Esse mesmo estudo sugere quatro instrumentos de política pública, que por sua vez poderiam fazer parte de tal programa. O primeiro é o fomento à competição e ao desenvolvimento tecnológico, por meio da promoção de novas tecnologias e do incentivo a pequenos provedores de acesso. O segundo são os instrumentos legais e regulatórios para atribuição de novas concessões de TV por assinatura, distribuição de novas frequências e efetiva implementação da
desagregação de redes de acesso.
O terceiro diz respeito ao investimento público por meio da desoneração "scal de equipamentos e serviços, do uso do FUST e de subsídios. Finalmente, a capacitação deve ser considerada para utilização, geração de conteúdo, suporte e manutenção (DE SOUZA et al., 2009)”.

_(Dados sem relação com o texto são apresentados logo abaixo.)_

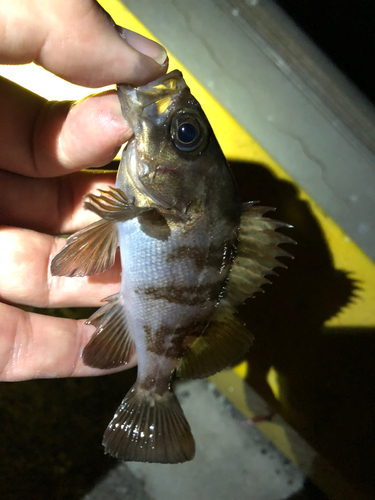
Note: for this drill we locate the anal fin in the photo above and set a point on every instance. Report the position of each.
(111, 344)
(149, 427)
(223, 343)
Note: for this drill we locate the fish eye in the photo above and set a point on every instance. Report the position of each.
(186, 133)
(189, 131)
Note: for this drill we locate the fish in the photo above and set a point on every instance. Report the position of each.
(191, 253)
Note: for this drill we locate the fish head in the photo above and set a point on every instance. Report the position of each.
(174, 154)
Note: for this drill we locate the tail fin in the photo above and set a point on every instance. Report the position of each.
(149, 428)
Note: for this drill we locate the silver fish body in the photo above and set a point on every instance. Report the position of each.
(190, 253)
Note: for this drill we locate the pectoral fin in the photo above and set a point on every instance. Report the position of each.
(111, 344)
(93, 249)
(87, 252)
(226, 339)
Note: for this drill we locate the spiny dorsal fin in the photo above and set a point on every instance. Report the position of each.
(111, 344)
(224, 342)
(257, 253)
(149, 427)
(226, 339)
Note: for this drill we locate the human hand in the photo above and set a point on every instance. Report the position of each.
(44, 145)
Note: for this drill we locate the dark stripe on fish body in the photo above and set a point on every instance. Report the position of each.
(197, 255)
(184, 294)
(217, 257)
(172, 342)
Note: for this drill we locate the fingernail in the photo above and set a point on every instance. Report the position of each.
(144, 45)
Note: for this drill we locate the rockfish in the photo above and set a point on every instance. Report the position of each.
(191, 252)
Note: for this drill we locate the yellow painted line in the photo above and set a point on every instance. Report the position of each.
(238, 145)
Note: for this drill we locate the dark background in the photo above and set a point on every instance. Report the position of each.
(345, 31)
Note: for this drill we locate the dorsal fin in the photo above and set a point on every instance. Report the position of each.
(226, 339)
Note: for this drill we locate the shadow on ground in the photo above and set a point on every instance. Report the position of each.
(326, 375)
(51, 429)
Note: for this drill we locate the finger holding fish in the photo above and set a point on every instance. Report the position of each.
(50, 138)
(26, 280)
(25, 201)
(37, 346)
(191, 252)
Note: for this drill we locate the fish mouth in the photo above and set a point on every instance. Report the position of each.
(153, 100)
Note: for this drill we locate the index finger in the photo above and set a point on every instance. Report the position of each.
(78, 41)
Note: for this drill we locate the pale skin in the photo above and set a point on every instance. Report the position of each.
(44, 147)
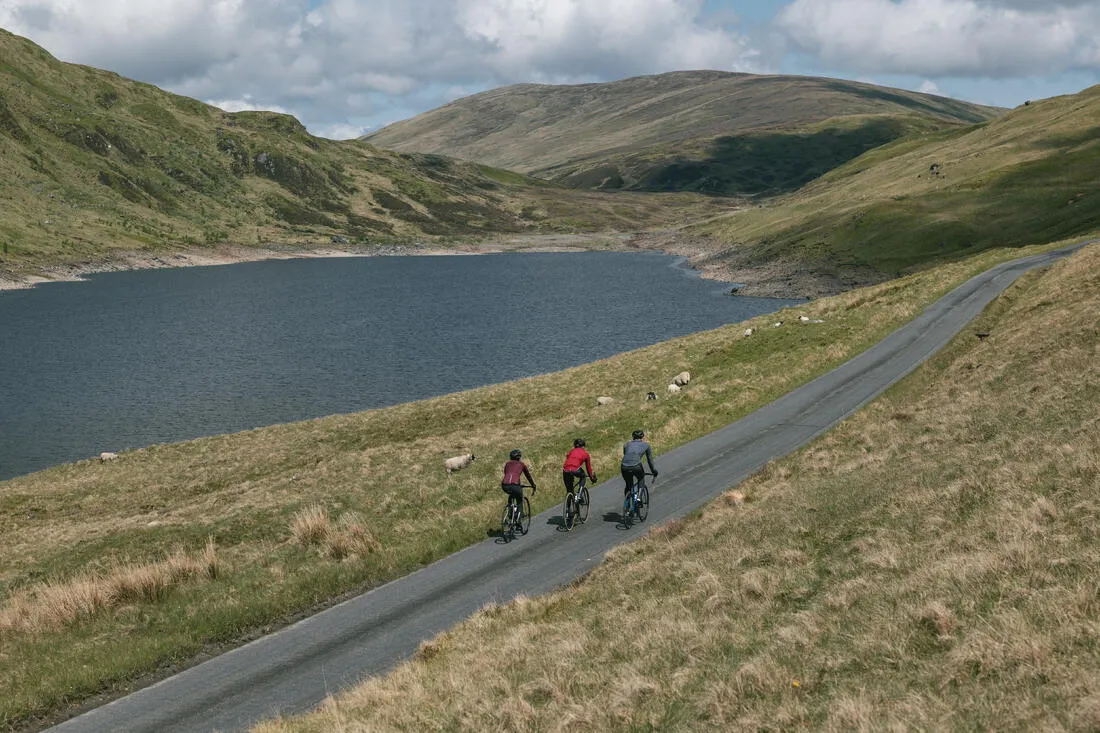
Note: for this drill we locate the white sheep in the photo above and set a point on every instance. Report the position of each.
(459, 462)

Se o histórico e o presente demandam a providência da adoção da desagregação e o futuro? Apenas reafirma essa necessidade. A Comissão Européia reunida em junho de 2010 decidiu aceitar a proposta do regulador do Reino Unido (Ofcom) de obrigar a operadora histórica de telecomunicações BT a prover o acesso virtual à sua infraestrutura de fibra ótica aos operadores competitivos.
Portanto, é mais do que urgente a ação do órgão regulador para implementação da desagregação das redes no país não só estabelecendo regras para tanto, mas atuando firmemente para fiscalização e resolução de conflitos que venham a surgir.
Referências
1Despacho nº 172/2004/PBCP/SPB dado pelo Superintendente de Serviços Públicos da ANATEL, nos autos do Procedimento Administrativo n.º 53500.005336/2001, consistente em Denúncia formulada por Intelig Telecomunicações Ltda., referente à ausência de oferta de condições técnica e economicamente viáveis para uso de meios desagregados de rede da Telemar Norte Leste S.A. – TELEMAR, Brasil Telecom S.A. – BRASIL TELECOM e Telecomunicações de São Paulo S.A. – TELESP.
2Dados extraídos da Publicação semanal da Momento Editorial no 244 • 02 de junho de 2010.
3“Next Generation Connectivity: a review of broadband internet transitions and policy from around the world” – Outubro de 2009.
4Instituto de Pesquisa Econômica Aplicada - Eixos do Desenvolvimento Brasileiro – Comunicados do IPEA nº 57 – Desafios e Oportunidades do Setor de Telecomunicações no Brasil, 27/05/2010 – pg.72.